When I went back to flowers as a subject again at a later date, I decided to create a floral sculpture instead. (It is part of the series, The Marriage, which features Lamitek laminates.)
I was grateful that the years of being a florist, and the research and time I spent experimenting with flowers and foliage gave me lots of resources and an in-depth knowledge that allowed me to make something entirely new with this medium. That artwork was created in 2015.
It is actually difficult for me to explain how my work has evolved but I hope that this is a good example on how my work has transitioned through the years, even with the same subject matter.
HAS THERE BEEN A DEFINING MOMENT FOR YOU SO FAR IN THE LAST 10 YEARS OF PRACTICE?
This year will be that defining moment. I’m revisiting my approach in making art.
WHAT BROUGHT YOU TO SINGAPORE TO BEGIN WITH?
Moving to Singapore is just something that many Malaysians think about. For many of us, growing up, we long to see the rest of the world. Greener pastures, you know?
Thankfully, given the profession I have chosen, it’s good to be here. The art scene and support in Singapore are definitely much better than back home.
DO YOU FEEL ENOUGH LOCAL PEOPLE APPRECIATE AND SUPPORT THE ARTS HERE?
I would say just enough to make a living. But you need to be a very hardworking artist to survive. It can be really tough.

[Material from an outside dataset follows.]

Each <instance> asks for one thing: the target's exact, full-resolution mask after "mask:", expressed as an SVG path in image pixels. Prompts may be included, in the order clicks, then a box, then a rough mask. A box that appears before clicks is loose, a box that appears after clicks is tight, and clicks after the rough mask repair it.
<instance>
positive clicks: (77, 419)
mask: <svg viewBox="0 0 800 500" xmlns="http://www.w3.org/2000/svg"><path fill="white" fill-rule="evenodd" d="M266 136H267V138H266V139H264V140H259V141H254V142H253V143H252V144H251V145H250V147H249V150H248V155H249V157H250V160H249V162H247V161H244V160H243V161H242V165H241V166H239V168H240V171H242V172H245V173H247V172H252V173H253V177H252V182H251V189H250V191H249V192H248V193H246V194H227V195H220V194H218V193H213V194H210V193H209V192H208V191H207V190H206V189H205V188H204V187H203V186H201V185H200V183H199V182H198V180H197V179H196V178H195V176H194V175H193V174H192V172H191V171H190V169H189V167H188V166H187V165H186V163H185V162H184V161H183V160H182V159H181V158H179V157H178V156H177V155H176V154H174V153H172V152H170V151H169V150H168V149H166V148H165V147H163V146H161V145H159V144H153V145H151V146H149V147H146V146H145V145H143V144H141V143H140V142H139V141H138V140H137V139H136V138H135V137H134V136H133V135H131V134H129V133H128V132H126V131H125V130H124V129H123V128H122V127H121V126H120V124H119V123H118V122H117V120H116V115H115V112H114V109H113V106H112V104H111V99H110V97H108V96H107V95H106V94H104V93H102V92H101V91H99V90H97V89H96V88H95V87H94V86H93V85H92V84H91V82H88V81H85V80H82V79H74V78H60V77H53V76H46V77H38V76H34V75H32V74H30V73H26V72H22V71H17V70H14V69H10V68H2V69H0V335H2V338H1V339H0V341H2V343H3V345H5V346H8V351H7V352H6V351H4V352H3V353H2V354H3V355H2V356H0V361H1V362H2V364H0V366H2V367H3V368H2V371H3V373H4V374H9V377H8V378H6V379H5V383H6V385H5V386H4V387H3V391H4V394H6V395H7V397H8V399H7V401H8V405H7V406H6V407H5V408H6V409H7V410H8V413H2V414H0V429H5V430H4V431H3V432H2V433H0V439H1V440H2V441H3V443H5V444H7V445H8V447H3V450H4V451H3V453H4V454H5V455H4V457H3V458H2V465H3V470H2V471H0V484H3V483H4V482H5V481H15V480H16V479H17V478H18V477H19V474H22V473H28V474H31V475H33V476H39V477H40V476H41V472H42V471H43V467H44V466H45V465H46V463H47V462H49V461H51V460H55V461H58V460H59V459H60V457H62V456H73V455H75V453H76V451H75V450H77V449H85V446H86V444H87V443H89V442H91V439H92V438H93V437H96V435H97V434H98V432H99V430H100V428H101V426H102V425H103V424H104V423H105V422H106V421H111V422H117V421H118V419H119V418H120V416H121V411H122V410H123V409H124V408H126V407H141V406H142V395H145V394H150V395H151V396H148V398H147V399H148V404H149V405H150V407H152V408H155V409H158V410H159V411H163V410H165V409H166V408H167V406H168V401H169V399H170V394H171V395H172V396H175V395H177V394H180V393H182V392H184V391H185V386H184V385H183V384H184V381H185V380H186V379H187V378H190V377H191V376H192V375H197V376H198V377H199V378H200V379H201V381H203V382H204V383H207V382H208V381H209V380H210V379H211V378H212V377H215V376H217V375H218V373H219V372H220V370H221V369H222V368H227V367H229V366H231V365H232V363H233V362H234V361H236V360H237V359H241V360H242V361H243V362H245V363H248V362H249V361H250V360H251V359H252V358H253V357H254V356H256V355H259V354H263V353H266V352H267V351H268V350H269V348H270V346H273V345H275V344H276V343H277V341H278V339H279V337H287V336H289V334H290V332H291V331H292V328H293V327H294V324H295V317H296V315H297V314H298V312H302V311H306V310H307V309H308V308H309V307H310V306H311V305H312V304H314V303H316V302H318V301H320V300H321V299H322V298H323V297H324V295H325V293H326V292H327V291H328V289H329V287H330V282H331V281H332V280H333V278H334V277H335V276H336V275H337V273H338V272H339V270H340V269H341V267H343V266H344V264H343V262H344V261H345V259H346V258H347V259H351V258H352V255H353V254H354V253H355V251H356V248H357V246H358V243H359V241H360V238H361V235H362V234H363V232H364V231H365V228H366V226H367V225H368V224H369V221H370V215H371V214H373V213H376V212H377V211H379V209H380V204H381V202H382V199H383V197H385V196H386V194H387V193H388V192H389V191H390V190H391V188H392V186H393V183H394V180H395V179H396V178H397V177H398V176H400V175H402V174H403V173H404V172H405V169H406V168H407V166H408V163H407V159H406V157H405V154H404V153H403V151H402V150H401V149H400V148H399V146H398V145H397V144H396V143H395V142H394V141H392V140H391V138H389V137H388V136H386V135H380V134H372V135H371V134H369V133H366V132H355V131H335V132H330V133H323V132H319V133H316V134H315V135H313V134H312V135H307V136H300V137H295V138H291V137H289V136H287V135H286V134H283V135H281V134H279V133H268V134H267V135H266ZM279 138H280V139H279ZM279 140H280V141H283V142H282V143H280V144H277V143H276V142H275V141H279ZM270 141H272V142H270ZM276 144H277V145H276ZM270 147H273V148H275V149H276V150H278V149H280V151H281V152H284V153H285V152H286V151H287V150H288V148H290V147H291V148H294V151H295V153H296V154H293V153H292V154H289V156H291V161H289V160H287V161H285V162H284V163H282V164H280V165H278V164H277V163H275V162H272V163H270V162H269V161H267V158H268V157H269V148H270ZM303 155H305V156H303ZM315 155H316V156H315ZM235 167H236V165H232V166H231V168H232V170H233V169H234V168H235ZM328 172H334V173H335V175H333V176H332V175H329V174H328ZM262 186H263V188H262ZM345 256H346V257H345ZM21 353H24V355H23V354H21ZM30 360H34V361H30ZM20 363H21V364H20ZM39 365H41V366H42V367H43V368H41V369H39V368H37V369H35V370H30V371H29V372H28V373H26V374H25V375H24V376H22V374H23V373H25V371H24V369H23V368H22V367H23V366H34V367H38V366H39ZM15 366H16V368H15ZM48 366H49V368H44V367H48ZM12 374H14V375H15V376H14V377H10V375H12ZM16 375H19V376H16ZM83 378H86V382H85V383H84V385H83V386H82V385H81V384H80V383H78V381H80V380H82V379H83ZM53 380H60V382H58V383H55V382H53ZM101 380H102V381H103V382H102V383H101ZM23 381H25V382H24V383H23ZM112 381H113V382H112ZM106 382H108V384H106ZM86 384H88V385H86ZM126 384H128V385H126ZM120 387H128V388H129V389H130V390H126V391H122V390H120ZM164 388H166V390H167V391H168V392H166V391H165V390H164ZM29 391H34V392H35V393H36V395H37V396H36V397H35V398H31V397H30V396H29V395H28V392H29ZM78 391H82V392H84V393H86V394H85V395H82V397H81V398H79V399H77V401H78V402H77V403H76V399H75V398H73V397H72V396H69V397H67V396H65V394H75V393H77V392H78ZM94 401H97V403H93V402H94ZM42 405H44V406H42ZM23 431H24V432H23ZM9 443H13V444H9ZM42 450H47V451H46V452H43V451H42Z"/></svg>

WHAT INSPIRES YOU AND YOUR WORK?
Sometimes, it is the material; sometimes, it is the subject. Ultimately, it’s the process. I spend a lot of time experimenting. It’s these experimentations that really contribute to the final work.
YOU DABBLE ACROSS MANY MEDIUMS BUT IS THERE ONE YOU ENJOY THE MOST?
I hate to stick to just one! Honestly, I do not have a preference. I feel stagnant and unmotivated if I keep doing the same thing over and over again without a breakthrough. Using different mediums challenges me and gets my mind going. And that is why I want to make art in the first place. I have so many ideas and thoughts that I want to translate them into tangible creations.
WHAT ARE YOU WORKING ON THAT WE SHOULD LOOK OUT FOR IN 2022?
I’ve recently unveiled a show called 36 x miun. It is a collaboration that was launched late last year. I worked with 8 Storytree to create 35mm films that have been pre-exposed with the eye illustrations I have done. You can buy the film from 8Storytree to make your own artworks.